Patrick Coolican writes in the Las Vegas Sun. He asks the question “Why then has the Republican brand taken such a beating?”
Because to most Americans—and polling bears this out—the war in Iraq, unfettered Wall Street capitalism and cultural fights over gays and abortion seem neither prudent nor reasonable. They seem extreme and foolhardy.
I can buy that. The effort of the Bush-Cheney administration to manipulate the facts to justify the invasion of Iraq was known to bloggers, at least, some year or two, before it began to be discussed on main stream media. The blog that covered that was called the Downing Street Memos. We have now all seen that no regulation of Wall Street capitalism has led to corruption galore. All this haggling over gays and abortion are really silly. I doubt the founding fathers envisioned government’s role as telling people how to live their lives. Those kinds of issues belong in churches not legislative halls. The Republican Party allowed itself to “seem extreme and foolhardy” by getting involved with the conservative religious right wing of the party. Church and state should remain separate entities, as the Constitution states.
Coolican then turns to Nevada.
Consider the budget of Gov. Jim Gibbons. He would have cut state employee and teacher pay 6 percent, while cutting higher education 36 percent. To the mass of suburban voters in places like Henderson who decide elections and who gave Obama a crushing victory in Nevada, this likely does not seem prudent or reasonable.

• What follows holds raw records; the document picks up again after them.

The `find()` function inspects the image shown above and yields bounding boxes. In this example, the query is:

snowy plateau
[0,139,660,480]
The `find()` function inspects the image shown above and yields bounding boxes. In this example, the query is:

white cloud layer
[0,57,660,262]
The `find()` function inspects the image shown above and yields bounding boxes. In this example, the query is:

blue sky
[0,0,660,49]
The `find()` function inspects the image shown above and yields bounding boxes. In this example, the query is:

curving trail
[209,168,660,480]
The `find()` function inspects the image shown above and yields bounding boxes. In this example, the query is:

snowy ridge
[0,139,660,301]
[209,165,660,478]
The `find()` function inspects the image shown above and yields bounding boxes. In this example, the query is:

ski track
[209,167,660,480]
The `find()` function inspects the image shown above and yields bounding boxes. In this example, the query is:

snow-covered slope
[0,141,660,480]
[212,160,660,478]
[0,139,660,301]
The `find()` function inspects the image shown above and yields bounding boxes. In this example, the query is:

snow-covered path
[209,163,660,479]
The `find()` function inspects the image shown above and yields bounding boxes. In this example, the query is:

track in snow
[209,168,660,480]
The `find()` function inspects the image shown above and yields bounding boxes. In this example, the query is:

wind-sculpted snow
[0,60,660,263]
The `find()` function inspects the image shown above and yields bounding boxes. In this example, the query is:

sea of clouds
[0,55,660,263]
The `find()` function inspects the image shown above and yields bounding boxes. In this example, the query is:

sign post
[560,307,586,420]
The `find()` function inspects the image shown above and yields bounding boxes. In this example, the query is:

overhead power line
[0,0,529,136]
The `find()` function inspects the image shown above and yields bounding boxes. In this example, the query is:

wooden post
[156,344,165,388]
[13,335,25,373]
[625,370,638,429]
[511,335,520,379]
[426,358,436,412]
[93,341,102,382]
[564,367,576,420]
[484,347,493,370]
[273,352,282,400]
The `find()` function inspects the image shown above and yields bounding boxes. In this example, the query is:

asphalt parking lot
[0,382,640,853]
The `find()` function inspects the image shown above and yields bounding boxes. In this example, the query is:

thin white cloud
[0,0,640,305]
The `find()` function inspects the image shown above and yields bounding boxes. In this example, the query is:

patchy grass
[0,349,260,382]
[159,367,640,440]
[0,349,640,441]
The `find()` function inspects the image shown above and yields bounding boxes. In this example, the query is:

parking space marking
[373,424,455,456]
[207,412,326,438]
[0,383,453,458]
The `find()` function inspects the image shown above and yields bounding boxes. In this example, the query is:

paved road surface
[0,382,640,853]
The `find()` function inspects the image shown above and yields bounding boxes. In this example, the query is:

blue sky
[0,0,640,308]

57 percent to 27 percent favored increasing taxes to maintain teacher salaries instead of cutting salaries 4 percent, Coolican writes, citing a Review-Journal poll.
Coolican explains “…these suburban folks have kids in college, or kids they presume will go to college. They want the option of sending their children to schools in Nevada, and a 36 percent cut in higher education must have seemed absurd to parents of college kids or kids who will eventually get there.”
I don’t know if this has much bearing on the viewpoints of the Nevada GOP or not but it does illustrate how out of touch Governor Gibbons is with the public. My feeling is that Gibbons is sort of wandering about perplexed why he is getting so much criticism because he promised he would not raise taxes when he ran for Governor. However, the culture of Nevada has changed. People want their governmental services and are willing to pay reasonable taxes increases to keep or get them. The old Nevada GOP mantra over taxation doesn’t hold anymore. Gibbons is of the old school. More up to date Republicans see that and, as Coolican points out, “They (the current GOP Nevada legislators) created distance between themselves and Gibbons, who is deeply unpopular and will create problems for all Republicans if he is on the ticket in 2010.”
“…the public does not view Gibbons as prudent or reasonable,” according to Coolican.
I agree with Coolican but would be a bit more pointed. Gibbons has proved himself to be a joke as a Governor. Some Nevada Republicans can see that and recognize they are going to have to modify their stances politically if they expect to remain in elected office in the future.
I believe in a two-party system and the checks and balances that provides. But right now, until we get out of the myriad of messes left by the GOP and can live with the single-party system. But even then an eye has to be kept on the single party so it doesn’t go running off to either extreme.